The BSG suggests that local authorities or firms such as large building companies should dig the trenches for the cabling, paid for jointly by carriers and service providers, which could then share physical infrastructure to provide high-speed fibre links to companies and homes. Currently each operator digs its own trenches. This accounts for up to three-quarters of the cost of laying new cable, an expense that often prevents individual operators from extending broadband services. If this cost can be reduced, operators are more likely to increase broadband coverage, said BSG chairman Keith Todd.
"The cost of digging is 65 to 75 percent of the total. The idea is to separate out the digging of the trenches from the ownership of the fibre," said Todd. "If you can share that as a managed facility the costs are lower. Even incumbents that have dug trenches are saying why can't we open up our trench?"
Network innovation
Many critics say that the slow rollout of broadband services in the last mile is partly due to BT's dominance of the local loop that runs wires directly to end-users' homes and offices. A recent report from think-tank Demos suggested that control of BT's local loop should be handed to a non-profit company to improve access to all service providers and increase innovation in network services.
Demos said it recognised the short-term advantage of allowing BT to roll out broadband DSL services as quickly as possible, but said there were long-term risks with this strategy.
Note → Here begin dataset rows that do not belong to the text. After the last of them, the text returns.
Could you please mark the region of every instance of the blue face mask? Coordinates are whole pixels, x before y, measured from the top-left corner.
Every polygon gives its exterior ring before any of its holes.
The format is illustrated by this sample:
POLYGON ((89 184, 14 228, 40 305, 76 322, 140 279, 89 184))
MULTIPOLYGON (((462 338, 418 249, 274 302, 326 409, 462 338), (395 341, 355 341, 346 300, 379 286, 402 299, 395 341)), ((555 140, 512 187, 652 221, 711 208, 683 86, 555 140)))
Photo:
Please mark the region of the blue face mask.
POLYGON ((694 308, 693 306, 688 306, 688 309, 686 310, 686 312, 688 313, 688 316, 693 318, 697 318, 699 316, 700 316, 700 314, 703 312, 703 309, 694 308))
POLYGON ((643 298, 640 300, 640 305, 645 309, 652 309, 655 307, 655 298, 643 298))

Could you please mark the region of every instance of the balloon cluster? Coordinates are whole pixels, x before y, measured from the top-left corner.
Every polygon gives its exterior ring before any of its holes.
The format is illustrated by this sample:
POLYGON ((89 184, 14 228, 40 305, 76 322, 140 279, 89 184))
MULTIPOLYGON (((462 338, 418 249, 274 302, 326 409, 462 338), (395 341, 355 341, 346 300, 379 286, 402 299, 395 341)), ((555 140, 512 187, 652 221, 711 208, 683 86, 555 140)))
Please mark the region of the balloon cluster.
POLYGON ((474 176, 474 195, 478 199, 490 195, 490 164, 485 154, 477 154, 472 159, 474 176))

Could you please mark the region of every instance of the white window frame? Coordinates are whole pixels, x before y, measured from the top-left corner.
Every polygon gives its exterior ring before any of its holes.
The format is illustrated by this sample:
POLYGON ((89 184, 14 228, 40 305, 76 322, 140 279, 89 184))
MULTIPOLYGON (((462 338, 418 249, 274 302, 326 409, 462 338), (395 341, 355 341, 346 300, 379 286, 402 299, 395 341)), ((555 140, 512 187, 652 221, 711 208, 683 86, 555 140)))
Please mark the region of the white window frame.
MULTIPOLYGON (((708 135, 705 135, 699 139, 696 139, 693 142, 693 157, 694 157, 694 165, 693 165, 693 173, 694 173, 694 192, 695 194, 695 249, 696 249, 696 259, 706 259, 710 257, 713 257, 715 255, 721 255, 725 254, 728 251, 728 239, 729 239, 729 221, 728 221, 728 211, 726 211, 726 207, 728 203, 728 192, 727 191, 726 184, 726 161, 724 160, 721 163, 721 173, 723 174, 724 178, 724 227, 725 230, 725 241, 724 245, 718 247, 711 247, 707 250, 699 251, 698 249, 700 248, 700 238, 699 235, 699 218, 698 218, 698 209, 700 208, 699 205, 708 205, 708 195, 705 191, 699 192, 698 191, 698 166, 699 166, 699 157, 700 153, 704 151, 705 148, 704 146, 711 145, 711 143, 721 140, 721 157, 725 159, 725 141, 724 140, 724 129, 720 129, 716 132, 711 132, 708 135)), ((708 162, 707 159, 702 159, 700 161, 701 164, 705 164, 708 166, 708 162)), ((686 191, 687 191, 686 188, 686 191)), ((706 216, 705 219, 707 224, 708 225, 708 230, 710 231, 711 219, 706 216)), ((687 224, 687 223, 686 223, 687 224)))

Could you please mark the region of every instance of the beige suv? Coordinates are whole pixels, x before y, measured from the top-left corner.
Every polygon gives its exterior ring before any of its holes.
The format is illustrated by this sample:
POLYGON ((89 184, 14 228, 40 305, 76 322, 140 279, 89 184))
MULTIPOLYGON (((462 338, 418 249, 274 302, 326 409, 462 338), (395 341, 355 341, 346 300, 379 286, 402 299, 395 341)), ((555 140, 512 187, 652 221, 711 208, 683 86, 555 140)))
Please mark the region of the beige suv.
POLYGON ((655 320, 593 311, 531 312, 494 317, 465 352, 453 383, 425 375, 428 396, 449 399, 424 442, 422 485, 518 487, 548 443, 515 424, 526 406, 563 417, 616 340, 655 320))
"The UK is sleepwalking towards a broadband monopoly (for BT), with little opportunity or incentive for innovation within the network. The government has consistently ducked this issue and tackling it should be a top priority for (new telecoms watchdog) Ofcom from the start," said the report's author, James Wilsdon.
However, Ed Richards, a senior policy adviser to the government on Internet and IT matters, denied competition was being stifled. "To say we are heading for a broadband monopoly just cannot be supported by the facts," he said.
Richards pointed out that the French and Italian national carriers each have about 70 percent of their domestic broadband market, and Deutsche Telekom in Germany has 98 percent.
"In the UK it is quite different. BT has about 30 percent of the market and BTOpenworld has 20 percent," said Richards. "That's more competition in infrastructure and retail than anywhere else."